Beyond that, though, Microsoft provides explicit instructions for deploying .NET for Apache Spark to Azure Databricks *and* to the Databricks Unified Analytics Platform service that runs on Amazon Web Services. Still not impressed? Microsoft also provides installation instructions for AWS’ ubiquitous Elastic MapReduce (EMR) service.
Also read: Databricks comes to Microsoft Azure
You can deploy your .NET assembly to your Spark cluster and run it on a batch basis from the command line if you wish. But, for C# developers, Microsoft has also enabled the very common scenario of working interactively in a Jupyter notebook. That support includes a Jupyter notebook kernel that leverages the C# REPL (read-eval-print loop) technology which, is highly innovative in and of itself. Microsoft provides an F# kernel as well.

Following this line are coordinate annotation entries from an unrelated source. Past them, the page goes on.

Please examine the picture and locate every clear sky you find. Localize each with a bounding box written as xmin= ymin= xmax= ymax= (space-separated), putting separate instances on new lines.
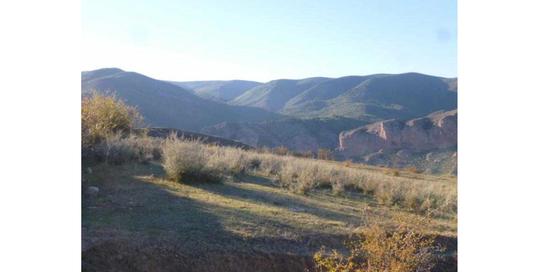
xmin=81 ymin=0 xmax=457 ymax=81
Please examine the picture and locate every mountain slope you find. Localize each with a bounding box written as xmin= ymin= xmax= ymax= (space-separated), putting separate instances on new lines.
xmin=230 ymin=73 xmax=457 ymax=122
xmin=230 ymin=77 xmax=328 ymax=112
xmin=337 ymin=110 xmax=457 ymax=174
xmin=170 ymin=80 xmax=262 ymax=102
xmin=201 ymin=118 xmax=365 ymax=152
xmin=82 ymin=68 xmax=280 ymax=131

When you combine notebook support with Microsoft’s enabling of Spark.NET-based Spark SQL UDFs (user-defined functions), support for .NET DataFrames, and that implementation’s abstraction over Apache Arrow RecordBatch objects, you can see that Microsoft has worked hard not only to bring Spark into the .NET world, but also to bring .NET into each of several Spark programming use cases. It’s also made things perform well — Apache Arrow supports the sharing of columnar data in-memory, eliminating the overhead of converting the data into and out of different formats in order to process it.
Also read: Apache Arrow unifies in-memory Big Data systems
What’s the point?
Seasoned Spark developers are unlikely to switch from, say, Python to C# to do their work, and Microsoft has no illusions about that. But the number of lines of .NET code out there, created over the last 20 years, is staggering. Bringing even a small fraction of that code into the world of open source big data has a lot of value. So too does bringing the legions of .NET developers into the world of analyzing high-volume data sitting in data lakes, as well as the streaming data and machine learning use cases that Spark enables.

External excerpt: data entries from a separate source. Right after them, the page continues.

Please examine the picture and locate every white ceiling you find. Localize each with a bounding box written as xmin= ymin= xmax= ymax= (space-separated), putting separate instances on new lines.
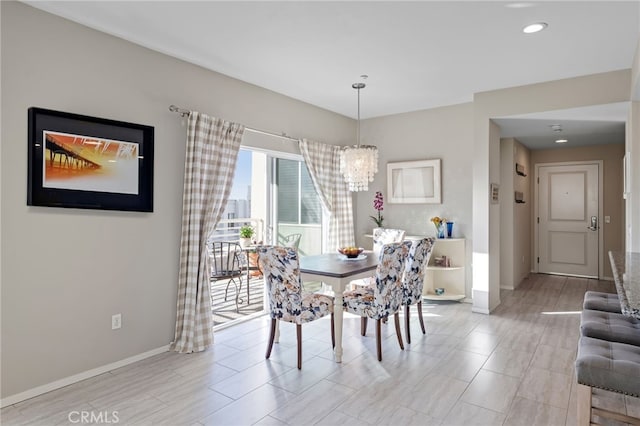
xmin=25 ymin=1 xmax=640 ymax=150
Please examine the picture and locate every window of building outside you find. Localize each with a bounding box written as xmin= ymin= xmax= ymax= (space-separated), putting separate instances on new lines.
xmin=217 ymin=148 xmax=323 ymax=255
xmin=275 ymin=158 xmax=322 ymax=255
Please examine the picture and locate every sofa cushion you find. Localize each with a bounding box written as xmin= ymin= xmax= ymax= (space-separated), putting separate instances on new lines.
xmin=576 ymin=336 xmax=640 ymax=397
xmin=583 ymin=291 xmax=622 ymax=314
xmin=580 ymin=309 xmax=640 ymax=346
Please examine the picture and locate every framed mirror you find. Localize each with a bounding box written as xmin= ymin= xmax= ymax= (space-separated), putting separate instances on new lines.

In other words, Microsoft’s goal here is to make the worlds of enterprise software development, analytics and data science converge. Blending those communities, use cases and skill sets, rather than leaving them in separate silos, is logical and laudable, so there’s that. But, more important, if we’re going to be serious about data-driven decision-making, pervasive data culture and digital transformation, unification of these communities and sub-disciplines must happen — doing so is critical, not discretionary.
What’s more, Microsoft is integrating the communities and the tech by elegantly blending their paradigms, rather than making one subservient to the other. That subtlety provides practitioners in each community a portal to see the wonders of the other, and not just smoosh them together in some contrived fashion that would make for a worst-of-both-worlds outcome. Instead, the ethos of pragmatism and platform openness that Satya Nadella has engendered at Microsoft has made its way all the way down to a developer framework. There’s nothing but upside in that.